After being stuck at 3.53 percent for three weeks, the average rate on the 30-year fixed-rate mortgage (FRM) moved up 3.56 percent, with an average 0.8 point, the week ending Feb. 21, according to Freddie Mac’s weekly Primary Mortgage Market Survey.
A year ago, it the 30-year rate averaged 3.95 percent.
However, economic conditions continue to point to flat or falling interest rates in the near future.
First, economic trouble abroad is likely to keep downward pressure on interest rates at home. France’s economic output fell to a two-month low in February and the euro fell nearly 1 percent Feb. 20 to a six-week low against the dollar.
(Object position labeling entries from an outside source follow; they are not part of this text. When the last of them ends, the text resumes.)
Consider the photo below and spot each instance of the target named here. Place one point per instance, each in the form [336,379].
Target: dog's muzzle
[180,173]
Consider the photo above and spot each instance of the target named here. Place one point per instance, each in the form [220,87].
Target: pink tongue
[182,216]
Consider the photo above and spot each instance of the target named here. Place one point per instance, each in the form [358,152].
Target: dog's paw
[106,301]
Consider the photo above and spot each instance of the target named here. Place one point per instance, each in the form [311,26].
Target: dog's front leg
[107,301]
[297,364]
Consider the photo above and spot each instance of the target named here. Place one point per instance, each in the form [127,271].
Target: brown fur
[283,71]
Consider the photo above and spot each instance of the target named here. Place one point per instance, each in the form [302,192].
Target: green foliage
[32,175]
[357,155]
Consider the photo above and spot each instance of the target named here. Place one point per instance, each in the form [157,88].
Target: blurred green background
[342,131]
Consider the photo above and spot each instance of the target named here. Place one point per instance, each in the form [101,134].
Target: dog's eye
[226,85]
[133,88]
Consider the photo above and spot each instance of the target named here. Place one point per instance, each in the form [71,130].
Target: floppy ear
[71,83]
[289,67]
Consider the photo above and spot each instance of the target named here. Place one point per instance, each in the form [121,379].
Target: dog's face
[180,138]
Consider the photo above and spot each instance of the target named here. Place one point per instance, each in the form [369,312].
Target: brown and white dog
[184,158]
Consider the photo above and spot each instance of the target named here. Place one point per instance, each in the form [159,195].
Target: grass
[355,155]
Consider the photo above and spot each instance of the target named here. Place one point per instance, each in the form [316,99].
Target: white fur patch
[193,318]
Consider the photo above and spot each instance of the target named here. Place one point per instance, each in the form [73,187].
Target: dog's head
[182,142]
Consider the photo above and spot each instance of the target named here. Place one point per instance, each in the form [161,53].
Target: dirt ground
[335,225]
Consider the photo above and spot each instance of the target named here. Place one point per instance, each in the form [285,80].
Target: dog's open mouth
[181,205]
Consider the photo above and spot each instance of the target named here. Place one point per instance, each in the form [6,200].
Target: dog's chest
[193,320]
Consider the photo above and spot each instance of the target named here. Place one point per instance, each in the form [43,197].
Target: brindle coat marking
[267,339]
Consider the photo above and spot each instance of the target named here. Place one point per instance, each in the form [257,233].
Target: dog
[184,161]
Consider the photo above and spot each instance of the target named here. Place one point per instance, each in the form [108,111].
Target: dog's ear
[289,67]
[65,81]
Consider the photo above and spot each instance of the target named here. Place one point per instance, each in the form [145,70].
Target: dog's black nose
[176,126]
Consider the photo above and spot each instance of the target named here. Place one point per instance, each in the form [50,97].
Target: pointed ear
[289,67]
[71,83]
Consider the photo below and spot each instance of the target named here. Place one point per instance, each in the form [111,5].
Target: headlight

Meanwhile, U.S. consumers are tightening budgets following the end of the two-year payroll tax “holiday” that expired this year, reducing paychecks by about $50 a week. Higher gasoline prices are also forcing consumers to spend less.
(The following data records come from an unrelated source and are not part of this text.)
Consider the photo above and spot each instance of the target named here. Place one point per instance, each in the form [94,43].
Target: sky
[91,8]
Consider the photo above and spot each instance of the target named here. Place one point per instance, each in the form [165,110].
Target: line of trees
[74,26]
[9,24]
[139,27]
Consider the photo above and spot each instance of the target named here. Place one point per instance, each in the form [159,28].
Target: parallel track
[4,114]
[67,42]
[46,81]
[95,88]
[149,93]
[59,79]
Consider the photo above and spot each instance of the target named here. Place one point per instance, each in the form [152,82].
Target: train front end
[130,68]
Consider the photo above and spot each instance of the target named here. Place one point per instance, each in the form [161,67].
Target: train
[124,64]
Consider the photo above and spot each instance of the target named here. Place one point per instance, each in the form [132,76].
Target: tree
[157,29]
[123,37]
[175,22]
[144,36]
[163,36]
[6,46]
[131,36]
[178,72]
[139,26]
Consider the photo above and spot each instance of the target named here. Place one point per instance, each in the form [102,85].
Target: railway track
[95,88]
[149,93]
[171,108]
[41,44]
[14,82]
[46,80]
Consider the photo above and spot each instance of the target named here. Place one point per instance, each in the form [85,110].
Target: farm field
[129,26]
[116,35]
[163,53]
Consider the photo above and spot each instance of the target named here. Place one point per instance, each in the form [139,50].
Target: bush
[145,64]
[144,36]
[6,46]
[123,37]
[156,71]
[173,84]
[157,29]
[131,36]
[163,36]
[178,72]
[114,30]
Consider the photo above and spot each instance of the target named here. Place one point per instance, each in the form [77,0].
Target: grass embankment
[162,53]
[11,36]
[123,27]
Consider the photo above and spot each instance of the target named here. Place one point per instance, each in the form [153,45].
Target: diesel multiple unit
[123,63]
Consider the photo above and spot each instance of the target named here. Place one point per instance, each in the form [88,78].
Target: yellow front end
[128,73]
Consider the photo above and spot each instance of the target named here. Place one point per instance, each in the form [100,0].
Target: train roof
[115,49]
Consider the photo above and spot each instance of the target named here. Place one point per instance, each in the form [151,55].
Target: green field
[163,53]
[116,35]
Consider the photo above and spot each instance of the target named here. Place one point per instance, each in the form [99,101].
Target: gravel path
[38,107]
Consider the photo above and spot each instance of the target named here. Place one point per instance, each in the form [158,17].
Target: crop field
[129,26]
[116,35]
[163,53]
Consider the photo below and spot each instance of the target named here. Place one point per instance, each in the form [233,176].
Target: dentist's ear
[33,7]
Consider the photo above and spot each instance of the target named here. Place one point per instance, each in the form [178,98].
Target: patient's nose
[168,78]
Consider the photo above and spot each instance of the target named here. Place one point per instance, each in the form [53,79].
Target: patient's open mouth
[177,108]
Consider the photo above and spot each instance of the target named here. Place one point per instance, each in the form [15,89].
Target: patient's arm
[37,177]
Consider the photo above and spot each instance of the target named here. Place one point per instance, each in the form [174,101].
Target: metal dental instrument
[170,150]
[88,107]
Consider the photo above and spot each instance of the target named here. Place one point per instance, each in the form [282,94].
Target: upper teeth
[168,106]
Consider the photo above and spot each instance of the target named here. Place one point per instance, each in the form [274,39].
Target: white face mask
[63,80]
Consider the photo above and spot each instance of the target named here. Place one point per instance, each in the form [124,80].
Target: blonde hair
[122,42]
For the 5-year Treasury-indexed hybrid adjustable rate mortgage (ARM), the average interest rate was 2.64 percent, with an average 0.5 point, also unchanged from last week, and down from the average 2.80 percent a year ago.
Finally, for the week ending Feb. 21, Freddie Mac reported the 1-year Treasury-indexed ARM averaged 2.65 percent, with an average 0.4 point, up from 2.61 percent last week, and down from 2.73 percent a year ago.